Ramadi doctor Raed Samir is seriously considering moving out of the central Iraqi province of Anbar. But it’s not because of the security or the economy there. It’s because of the hassles he faces so often at a military checkpoint on the road going between Anbar and the Iraqi capital, Baghdad.
The much-criticised checkpoint, called the Al Soqour checkpoint, which in English translates to the falcon’s checkpoint, often keeps cars waiting for up to six hours. Those who abandon their vehicles to get out and walk must hike several kilometres in the 50-degree Centigrade summer heat before they can catch a taxi and continue their journey into the capital.
The process of checks at the station, around 22 kilometres southeast of Fallujah, has been criticized as unnecessarily long and painful. “The humiliation I see there and the way people are deprived of their rights makes me confident that there are other agendas at work here,” Samir told NIQASH.

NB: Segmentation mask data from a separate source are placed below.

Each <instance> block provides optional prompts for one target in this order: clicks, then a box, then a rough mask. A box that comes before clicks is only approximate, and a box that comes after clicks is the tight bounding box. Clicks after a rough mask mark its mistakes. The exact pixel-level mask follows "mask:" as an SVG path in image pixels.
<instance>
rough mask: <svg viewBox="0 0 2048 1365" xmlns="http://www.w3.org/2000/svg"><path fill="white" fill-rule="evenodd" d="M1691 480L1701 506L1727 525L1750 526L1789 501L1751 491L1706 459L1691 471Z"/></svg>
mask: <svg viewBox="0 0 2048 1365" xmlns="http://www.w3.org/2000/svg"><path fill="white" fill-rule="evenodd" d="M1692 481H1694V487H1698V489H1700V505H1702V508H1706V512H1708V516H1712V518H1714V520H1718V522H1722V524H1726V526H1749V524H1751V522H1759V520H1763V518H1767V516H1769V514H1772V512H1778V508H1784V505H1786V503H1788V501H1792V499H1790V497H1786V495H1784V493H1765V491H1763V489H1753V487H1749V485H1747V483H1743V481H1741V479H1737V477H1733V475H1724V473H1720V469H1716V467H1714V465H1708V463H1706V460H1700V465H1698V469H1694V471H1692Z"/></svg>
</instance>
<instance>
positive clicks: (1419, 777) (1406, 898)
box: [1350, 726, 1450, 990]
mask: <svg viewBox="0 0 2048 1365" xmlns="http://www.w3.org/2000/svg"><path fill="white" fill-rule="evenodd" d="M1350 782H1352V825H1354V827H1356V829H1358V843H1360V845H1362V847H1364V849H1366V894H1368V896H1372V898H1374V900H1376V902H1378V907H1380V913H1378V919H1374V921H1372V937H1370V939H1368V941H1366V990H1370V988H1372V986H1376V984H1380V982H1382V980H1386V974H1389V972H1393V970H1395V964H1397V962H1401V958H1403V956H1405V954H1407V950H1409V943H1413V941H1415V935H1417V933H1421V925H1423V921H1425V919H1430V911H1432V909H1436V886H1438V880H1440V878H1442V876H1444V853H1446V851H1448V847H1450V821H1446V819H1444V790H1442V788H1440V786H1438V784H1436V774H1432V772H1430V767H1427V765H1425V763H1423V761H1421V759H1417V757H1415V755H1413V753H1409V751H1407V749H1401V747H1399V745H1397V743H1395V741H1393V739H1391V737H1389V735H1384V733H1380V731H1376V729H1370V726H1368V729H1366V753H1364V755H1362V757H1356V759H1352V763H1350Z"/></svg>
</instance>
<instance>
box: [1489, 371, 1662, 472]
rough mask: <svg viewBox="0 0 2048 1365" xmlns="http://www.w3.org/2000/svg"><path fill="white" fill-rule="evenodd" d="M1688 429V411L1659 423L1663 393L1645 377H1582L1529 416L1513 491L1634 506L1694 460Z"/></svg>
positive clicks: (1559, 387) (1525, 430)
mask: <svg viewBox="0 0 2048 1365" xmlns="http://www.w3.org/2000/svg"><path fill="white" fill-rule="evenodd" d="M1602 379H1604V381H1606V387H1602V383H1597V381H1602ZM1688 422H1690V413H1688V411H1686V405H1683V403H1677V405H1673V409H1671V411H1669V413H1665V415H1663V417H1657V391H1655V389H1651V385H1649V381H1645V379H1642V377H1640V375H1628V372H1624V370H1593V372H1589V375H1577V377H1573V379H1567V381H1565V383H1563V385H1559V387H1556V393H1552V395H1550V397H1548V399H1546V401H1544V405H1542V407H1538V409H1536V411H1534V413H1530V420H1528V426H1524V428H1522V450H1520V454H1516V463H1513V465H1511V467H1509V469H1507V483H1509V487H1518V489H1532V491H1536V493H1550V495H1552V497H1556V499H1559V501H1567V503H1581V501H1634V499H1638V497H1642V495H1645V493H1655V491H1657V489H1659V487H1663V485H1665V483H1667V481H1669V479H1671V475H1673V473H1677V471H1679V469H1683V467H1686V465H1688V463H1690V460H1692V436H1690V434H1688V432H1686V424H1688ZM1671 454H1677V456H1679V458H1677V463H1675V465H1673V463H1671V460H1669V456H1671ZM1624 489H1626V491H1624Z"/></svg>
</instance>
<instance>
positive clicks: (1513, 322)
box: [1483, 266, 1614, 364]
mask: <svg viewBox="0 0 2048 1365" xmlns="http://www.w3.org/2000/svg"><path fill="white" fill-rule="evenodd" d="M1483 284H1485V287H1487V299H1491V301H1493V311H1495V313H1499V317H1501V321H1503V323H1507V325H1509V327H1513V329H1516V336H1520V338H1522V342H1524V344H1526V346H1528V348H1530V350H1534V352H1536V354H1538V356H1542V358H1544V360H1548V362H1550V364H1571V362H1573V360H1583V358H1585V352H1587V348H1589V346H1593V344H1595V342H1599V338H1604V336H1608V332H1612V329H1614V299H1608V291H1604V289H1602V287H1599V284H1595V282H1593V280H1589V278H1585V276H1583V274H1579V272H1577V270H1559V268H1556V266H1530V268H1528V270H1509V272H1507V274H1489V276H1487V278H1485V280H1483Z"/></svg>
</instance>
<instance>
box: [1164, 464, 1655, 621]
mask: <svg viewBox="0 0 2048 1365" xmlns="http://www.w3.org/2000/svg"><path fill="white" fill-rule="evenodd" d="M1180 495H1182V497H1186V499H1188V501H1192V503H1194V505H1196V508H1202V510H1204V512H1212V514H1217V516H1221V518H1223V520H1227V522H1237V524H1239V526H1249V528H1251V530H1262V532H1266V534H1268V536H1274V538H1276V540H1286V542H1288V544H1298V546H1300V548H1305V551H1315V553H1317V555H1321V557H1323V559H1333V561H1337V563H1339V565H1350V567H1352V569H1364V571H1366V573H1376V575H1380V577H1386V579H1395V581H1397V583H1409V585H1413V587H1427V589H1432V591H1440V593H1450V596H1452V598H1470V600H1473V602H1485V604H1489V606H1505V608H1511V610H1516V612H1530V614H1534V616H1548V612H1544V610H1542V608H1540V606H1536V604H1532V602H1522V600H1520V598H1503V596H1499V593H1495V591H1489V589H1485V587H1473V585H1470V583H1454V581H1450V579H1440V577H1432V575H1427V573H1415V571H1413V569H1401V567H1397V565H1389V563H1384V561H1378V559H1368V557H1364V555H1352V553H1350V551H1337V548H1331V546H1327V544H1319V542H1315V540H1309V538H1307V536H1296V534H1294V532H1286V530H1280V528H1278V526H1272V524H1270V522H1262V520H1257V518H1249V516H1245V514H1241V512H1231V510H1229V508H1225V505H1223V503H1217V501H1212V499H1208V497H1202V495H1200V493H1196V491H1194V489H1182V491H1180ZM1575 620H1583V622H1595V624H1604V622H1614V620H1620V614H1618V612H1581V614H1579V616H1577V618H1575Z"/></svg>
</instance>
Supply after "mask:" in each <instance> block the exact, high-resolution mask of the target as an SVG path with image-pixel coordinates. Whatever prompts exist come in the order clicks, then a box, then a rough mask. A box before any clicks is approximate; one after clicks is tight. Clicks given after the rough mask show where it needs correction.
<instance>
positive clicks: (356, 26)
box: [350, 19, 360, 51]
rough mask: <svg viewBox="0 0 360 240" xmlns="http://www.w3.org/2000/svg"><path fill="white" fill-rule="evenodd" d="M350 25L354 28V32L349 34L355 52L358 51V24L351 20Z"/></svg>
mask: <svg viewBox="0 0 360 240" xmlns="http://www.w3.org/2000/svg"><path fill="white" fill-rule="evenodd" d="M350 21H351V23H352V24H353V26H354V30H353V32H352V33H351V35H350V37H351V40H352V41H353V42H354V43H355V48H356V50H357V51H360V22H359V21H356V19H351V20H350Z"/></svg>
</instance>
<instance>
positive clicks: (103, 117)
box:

“They are trying to punish the province. They want to keep the province empty and they are pressuring well-qualified people, teachers, and doctors, so they don’t want to return to Anbar. In fact, a lot of local people won’t return to Anbar, they have moved elsewhere – to Baghdad or to Iraqi Kurdistan to escape this harassment. All the local people from Anbar are treated as suspects at this checkpoint. It makes us feel as though all of Anbar is a prison.”